The same can be argued for C.S. Lewis. An established Christian apologist, he penned the famous Chronicles of Narnia, a fine series teaching children the values of Christianity, once again with the use of myths and fairytale figures. None of these books ever mention Christ by name, yet are alive in His spirit, managing to inspire the heart and capture the imagination.

I have long wondered whether someone would ever have the courage to actually write the story of Christ in the same manner in which literary colossi Tolkien and Lewis wrote their classics.

The four gospels are said to contain “the Greatest Story Ever Told”, and perhaps this should serve as a means of calming for those who attack fantasy as “foolish stories”.

Inspired by his love for Tolkien, Costa  Rican author Fernando Quiros has penned a trilogy known as THE SPIRIT WAR, and in my honest view, having read the first book,(for the e-copy of which I wholeheartedly thank the author), I think we’re dealing with the most ambitious work of Christian fantasy since Tolkien and Lewis.
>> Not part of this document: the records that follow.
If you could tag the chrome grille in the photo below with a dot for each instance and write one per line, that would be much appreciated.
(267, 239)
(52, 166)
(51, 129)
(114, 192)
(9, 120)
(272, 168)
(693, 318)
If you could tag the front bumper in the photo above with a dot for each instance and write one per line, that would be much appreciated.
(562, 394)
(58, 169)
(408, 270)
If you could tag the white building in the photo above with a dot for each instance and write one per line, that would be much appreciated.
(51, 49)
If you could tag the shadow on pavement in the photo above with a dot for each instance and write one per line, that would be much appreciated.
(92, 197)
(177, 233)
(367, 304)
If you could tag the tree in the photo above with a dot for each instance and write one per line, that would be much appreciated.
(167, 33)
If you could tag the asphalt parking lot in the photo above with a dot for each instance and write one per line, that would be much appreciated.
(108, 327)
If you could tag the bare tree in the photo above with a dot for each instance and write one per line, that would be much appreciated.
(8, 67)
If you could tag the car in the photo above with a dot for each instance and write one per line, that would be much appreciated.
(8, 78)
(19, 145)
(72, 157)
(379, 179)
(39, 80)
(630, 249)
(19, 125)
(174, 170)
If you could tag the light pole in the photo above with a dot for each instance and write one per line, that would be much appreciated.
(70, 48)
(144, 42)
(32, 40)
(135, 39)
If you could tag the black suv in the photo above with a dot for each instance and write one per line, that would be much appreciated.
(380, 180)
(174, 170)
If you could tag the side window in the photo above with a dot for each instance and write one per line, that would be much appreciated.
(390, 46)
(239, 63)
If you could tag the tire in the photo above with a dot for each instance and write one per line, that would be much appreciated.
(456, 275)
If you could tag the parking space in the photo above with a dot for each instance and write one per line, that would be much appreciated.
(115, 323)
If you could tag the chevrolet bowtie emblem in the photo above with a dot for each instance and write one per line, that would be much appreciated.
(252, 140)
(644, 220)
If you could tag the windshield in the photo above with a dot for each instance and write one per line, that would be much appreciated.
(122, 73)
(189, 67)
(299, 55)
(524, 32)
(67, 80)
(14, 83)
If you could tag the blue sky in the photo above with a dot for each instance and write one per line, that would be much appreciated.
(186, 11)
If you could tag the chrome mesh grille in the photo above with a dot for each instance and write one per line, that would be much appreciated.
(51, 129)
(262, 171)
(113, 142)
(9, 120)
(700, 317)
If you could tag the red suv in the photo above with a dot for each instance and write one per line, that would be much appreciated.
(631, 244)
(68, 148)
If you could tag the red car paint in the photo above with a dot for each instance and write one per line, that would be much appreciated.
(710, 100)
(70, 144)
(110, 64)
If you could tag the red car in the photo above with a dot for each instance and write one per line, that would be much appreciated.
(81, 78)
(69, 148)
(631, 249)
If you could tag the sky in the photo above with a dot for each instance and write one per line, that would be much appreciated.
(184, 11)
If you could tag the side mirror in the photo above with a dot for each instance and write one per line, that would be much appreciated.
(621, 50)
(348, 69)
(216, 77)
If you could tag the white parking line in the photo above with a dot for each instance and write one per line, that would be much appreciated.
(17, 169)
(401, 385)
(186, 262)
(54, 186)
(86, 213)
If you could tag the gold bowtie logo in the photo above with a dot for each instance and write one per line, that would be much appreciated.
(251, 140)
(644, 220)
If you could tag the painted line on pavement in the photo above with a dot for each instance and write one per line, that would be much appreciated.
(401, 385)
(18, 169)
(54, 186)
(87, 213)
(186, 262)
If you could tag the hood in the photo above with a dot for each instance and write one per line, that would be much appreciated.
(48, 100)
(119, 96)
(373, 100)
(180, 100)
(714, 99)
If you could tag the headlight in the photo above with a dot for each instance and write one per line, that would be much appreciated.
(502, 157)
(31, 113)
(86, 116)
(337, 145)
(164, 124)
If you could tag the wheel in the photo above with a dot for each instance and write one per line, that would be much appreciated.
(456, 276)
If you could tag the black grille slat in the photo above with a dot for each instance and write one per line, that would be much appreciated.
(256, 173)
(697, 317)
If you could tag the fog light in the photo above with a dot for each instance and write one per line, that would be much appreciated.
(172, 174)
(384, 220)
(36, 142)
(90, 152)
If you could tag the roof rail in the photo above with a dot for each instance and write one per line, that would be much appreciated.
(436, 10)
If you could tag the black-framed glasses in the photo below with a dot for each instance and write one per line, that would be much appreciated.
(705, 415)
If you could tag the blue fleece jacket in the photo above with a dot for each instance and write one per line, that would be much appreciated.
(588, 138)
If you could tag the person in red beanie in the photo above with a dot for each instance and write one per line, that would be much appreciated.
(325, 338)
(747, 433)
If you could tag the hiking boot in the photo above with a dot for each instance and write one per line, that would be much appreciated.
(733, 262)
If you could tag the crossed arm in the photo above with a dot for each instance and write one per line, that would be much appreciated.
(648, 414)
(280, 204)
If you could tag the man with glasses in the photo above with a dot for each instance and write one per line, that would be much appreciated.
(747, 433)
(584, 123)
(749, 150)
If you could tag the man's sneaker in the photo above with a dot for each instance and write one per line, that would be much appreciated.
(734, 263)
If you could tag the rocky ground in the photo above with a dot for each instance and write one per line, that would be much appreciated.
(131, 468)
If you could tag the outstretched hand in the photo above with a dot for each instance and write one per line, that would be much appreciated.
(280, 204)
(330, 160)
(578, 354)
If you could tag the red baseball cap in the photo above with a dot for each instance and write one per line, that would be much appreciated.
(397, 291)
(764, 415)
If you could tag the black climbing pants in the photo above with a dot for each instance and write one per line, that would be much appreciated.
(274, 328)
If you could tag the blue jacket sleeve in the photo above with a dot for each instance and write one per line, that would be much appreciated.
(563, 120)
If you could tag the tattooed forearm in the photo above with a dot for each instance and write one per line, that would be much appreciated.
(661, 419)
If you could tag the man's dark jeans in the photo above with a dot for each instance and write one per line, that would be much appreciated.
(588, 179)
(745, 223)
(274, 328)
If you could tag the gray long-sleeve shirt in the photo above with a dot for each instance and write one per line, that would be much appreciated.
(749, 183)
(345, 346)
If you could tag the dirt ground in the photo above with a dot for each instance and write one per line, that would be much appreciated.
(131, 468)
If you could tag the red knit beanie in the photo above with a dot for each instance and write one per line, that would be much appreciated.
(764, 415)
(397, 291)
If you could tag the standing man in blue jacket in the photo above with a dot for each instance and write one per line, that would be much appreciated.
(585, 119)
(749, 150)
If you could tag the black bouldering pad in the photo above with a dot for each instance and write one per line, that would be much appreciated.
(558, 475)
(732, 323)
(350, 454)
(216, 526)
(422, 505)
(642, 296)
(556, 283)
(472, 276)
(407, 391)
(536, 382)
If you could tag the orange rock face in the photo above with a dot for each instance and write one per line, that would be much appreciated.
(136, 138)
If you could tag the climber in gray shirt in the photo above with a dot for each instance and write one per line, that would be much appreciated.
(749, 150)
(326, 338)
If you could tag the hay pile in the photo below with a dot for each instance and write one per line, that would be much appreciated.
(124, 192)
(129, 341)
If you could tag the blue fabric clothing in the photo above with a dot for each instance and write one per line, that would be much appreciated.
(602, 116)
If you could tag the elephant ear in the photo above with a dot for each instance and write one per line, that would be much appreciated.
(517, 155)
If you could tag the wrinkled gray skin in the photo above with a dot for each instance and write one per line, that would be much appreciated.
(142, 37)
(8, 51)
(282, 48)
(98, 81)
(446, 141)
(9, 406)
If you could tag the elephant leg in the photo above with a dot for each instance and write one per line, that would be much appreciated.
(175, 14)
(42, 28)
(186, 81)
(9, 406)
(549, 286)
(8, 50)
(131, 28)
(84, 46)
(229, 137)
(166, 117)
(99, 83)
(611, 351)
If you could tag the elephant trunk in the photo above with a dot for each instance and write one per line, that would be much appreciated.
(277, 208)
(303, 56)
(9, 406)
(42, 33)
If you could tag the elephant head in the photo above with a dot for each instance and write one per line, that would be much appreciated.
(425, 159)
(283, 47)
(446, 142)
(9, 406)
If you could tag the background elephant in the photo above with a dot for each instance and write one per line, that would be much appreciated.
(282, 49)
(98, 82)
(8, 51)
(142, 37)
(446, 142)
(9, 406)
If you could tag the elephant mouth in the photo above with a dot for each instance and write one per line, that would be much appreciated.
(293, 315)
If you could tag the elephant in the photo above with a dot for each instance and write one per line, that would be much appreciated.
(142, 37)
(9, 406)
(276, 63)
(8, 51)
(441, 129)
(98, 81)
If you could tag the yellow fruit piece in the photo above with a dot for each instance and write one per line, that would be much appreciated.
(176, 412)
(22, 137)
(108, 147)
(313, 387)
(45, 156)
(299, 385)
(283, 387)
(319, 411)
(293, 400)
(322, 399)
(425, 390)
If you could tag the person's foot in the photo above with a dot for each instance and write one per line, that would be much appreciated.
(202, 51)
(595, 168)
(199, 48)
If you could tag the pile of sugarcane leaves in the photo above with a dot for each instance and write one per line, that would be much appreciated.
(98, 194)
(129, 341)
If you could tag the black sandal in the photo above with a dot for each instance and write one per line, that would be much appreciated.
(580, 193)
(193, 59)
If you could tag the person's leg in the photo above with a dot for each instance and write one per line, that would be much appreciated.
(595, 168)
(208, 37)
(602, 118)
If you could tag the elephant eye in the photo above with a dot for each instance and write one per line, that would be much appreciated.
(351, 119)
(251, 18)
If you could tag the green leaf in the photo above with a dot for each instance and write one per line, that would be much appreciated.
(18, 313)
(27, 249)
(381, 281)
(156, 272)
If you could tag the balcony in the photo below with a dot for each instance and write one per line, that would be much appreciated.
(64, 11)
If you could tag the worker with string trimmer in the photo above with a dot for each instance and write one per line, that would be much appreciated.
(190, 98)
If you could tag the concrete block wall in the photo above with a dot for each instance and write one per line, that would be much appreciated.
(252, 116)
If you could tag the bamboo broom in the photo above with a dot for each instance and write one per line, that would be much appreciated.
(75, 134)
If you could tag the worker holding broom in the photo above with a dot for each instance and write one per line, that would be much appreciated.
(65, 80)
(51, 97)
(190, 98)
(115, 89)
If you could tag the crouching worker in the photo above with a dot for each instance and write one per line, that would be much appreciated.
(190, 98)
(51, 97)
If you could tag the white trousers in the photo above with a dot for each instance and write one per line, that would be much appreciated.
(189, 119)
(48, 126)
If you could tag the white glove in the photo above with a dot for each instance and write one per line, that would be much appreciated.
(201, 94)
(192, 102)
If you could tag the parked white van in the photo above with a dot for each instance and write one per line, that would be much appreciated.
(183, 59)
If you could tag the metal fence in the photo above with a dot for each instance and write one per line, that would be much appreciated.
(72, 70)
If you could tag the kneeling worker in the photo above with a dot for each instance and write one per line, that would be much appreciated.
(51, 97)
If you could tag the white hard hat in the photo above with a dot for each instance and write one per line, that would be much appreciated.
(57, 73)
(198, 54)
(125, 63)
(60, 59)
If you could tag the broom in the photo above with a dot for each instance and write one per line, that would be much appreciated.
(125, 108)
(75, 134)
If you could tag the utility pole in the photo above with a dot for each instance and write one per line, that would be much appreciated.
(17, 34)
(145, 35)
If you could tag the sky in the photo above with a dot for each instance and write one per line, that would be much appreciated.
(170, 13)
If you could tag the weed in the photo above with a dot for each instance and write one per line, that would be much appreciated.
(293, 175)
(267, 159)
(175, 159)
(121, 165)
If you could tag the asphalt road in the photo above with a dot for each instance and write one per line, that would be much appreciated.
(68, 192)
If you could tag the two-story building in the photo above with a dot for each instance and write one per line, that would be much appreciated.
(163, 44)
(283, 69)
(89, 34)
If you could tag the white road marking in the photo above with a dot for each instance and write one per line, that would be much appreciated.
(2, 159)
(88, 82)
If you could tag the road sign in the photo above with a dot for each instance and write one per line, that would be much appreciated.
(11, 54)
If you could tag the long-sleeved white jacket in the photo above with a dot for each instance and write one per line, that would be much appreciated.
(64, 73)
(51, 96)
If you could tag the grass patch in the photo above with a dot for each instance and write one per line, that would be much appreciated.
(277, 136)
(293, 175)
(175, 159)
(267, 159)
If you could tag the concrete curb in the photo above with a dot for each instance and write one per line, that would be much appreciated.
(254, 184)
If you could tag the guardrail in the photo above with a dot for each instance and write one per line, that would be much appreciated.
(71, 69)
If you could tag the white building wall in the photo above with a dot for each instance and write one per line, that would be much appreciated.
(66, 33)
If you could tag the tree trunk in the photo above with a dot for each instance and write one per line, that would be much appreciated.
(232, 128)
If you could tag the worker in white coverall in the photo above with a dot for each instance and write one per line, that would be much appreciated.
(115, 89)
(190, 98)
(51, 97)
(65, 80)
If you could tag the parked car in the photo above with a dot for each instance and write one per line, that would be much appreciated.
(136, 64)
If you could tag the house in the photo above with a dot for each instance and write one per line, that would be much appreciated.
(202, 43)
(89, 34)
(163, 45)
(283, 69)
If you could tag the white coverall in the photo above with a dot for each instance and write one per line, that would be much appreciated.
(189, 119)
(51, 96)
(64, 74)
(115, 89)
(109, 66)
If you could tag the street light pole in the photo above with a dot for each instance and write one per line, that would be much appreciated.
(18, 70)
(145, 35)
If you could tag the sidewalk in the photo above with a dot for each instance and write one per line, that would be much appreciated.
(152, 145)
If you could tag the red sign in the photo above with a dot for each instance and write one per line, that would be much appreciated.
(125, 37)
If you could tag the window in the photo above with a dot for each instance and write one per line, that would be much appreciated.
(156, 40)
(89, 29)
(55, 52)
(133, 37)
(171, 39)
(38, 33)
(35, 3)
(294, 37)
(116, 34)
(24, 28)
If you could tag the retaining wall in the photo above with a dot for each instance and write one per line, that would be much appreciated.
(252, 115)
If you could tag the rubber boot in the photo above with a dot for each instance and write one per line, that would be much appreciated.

This is a book that will definitely make its readers mouth a huge WOW! It starts right in the middle of intense, dramatic action, as the battle between the rebellious forces of Lucifer and Archangel Michael’s Life Company is described so vividly that one feels as though they’re eyewitnesses to the War in Heaven. Lucifer, left in charge with organizing the Universe, uses the power of Death, thus attracting the wrath of the Creator, who casts him and those he rallied out of Heaven. I loved the spin that Mr. Quiros put on Lucifer, whose madness for power makes him cut the Tree of Life, the center of the Garden of Eden, down. The promise of a Savior for mankind, now subject to corruption, thus becomes necessary.

One would probably think that at this point, the novel moves to the story that everyone knows, and yes, it does. But the great thing about this book, and the reason why it represents a gem for Christian fantasy, is that this genre allows the author, as well as the reader, to experience an old story in a completely new manner. The novel shifts perspectives from angels, humans and demons, putting the early human life of Jesus into a context that to my knowledge has never been explored in this manner before. This is the Nativity story written by someone with a perspective that is Catholic in etymological essence(meaning “universal”), rather than in dogma. This is the story of the first Christmas written for those who find delight in reading tales of epic battles. Witness the forces of good and evil playing crucial parts in the destiny of Christ. Meet the Holy Family as you’ve never seen them before: two young parents struggling to protect their child. Explore the friendship of Joseph, Mary and Ciprianus Longinus, the future Centurion whose proclamation changed history. Glimpse into the mind of raving tyrant King Herod and Gul-Shamar, the cruel, demented assassin who slaughtered the Innocents. Discover the unexpected, brilliantly created link between the prophecies foretelling His birth and the Essenes. Bear witness to the Magi and their gifts(again, a pleasant surprise in the shape of a nod from the author to one of the other religions that have shaped mankind…read the book and see what wise man comes from what tradition).

This book is a gift, in more ways than one. It is a read not meant to preach, but to entertain and inspire, and I, for one, find myself a richer person after having read it. Give it a try, whether you are a believer, doubter or unbeliever. For those who want their faith explored in a different manner, as  well as those who have had dull moments in church, this is the book to start with. No amount of stars could do it the justice it deserves as the beginning of what could well be the series that Christian fantasy has always been in need of.